Read the full article in Classical and Quantum Gravity (Open Access):
Classification methods for noise transients in advanced gravitational-wave detectors Jade Powell, Daniele Trifirò, Elena Cuoco, Ik Siong Heng and Marco Cavaglià 2015 Class. Quantum Grav. 32 215012
arXiv:1505.01299

Jade Powell is a PhD student at the University of Glasgow
A careful analysis of detector noise is necessary to determine whether a real gravitational-wave signal exists in the data of Advanced LIGO and Virgo. Instrumental and environmental disturbances can produce non-astrophysical triggers in science data, so called “glitches”. These glitches may reduce the duty cycle of the interferometers, and they could lead to a false detection if they occur simultaneously in multiple detectors. In the initial science runs of LIGO and Virgo a glitch could be classified by looking at an image of its time series waveform or spectrogram. This proved to be a slow and inefficient method for characterising a large number of glitches. To solve this problem the detector characterization team proposed a challenge for the fast automatic classification of glitches in advanced detector data as a good understanding of the detector noise will be critical for a confident first gravitational-wave detection.

Daniele Trifirò is a masters student at the University of Pisa.
Our paper, published in Classical and Quantum Gravity, investigates methods for fast, automatic classication of glitches, in order to help provide valuable clues for identifying their sources, and possibly lead to their elimination. We developed three different methods for the fast classification of glitches that appear in advanced LIGO and Virgo data. They are Principal Component Analysis for Transients (PCAT), an adaptation of LALInference Burst (LIB), and a combination of a trigger generator, called Wavelet Detection Filter, and Machine Learning techniques (WDF-ML).
Both PCAT and LIB use a technique called principal component analysis to characterise glitches that are found in the data. Principal component analysis is a technique that transforms a set of possibly correlated variables into a set of linearly uncorrelated variables, called principal components. As most of the variance of a data set can be represented by the first few principal components, this allows for a dimensional reduction of the data set. Principal component coefficients can then be calculated by taking the dot product of the original glitch waveforms with the principal components.
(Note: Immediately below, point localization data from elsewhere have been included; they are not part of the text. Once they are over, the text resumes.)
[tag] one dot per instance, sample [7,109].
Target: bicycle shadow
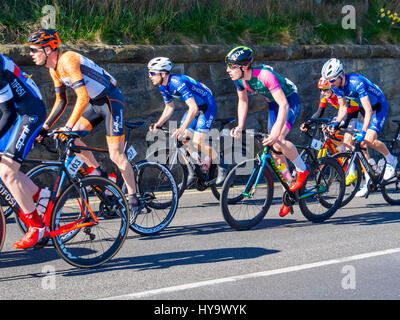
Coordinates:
[149,262]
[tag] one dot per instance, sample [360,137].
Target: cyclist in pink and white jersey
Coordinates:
[284,107]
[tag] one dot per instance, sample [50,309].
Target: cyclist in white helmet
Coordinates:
[373,106]
[197,121]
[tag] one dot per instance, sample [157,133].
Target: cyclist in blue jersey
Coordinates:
[197,121]
[23,115]
[373,106]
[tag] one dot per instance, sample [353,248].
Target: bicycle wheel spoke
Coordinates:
[102,223]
Elena Cuoco is a researcher at the European Gravitational Observatory
An example scatter plot of the first two principal component coefficients, for all the glitches that PCAT found in ∼3 hours of data, are shown in Figure 1. Glitches that belong to different types are separated in the principal component parameter space. PCAT applies a machine learning classifier to the coefficient values to sort the glitches into different types. Gravitational-wave detector data includes multiple auxiliary channels, which are not sensitive to gravitational waves, and provide important information about the environment and other degrees of freedom in the advanced detectors. The number of possible auxiliary channels may be very large, which makes machine learning an ideal tool for this type of classification, due to the speed at which machine learning methods can process a large volume of detector data. If a glitch occurs in the gravitational-wave channel in time coincidence with an auxiliary channel, it can help us to identify the cause of the glitch type.

Figure 1 – The figure shows the first two principal component coefficients for all of the glitches found by PCAT in ∼ 3 hours of data. The red and black dots show two different types of glitches, which are well separated in the coefficient parameter space.

Ik Siong Heng is a reader at the University of Glasgow and is currently co-chair of the LSC burst data analysis group
The principal components, and their corresponding coefficients, can also be used to reconstruct the waveforms of glitches found in the data. An example of a glitch waveform, reconstructed using five principal components, is shown in Figure 2. LIB uses a linear combination of the first few principal components, created from known glitch types, to create signal models for different populations of glitches. By using a technique known as nested sampling to find the coefficient values needed to reconstruct the glitch, LIB can use Bayesian model selection to determine the type of glitch found in the data. WDF-ML reconstructs the glitch waveforms using multiple types of wavelets. The same machine learning classifier that is used by PCAT is then applied to the corresponding wavelet coefficients for classification.

Figure 2 – The blue waveform is the whitened and high passed gravitational-wave data containing a glitch. The red line is the waveform reconstructed by PCAT using five principal components.

Marco Cavaglià is an associate professor at the University of Mississippi
To test the performance of these new methods we created three artificial data sets designed to simulate advanced LIGO Gaussian noise containing different populations of glitches. We show that all three methods can classify transient waveforms in gravitational-wave detectors with a high level of efficiency. The algorithms can classify glitches by waveform morphology alone, or into further sub-types by frequency and SNR. In future studies we aim to compare the algorithms when using real glitch populations and multiple auxiliary channels.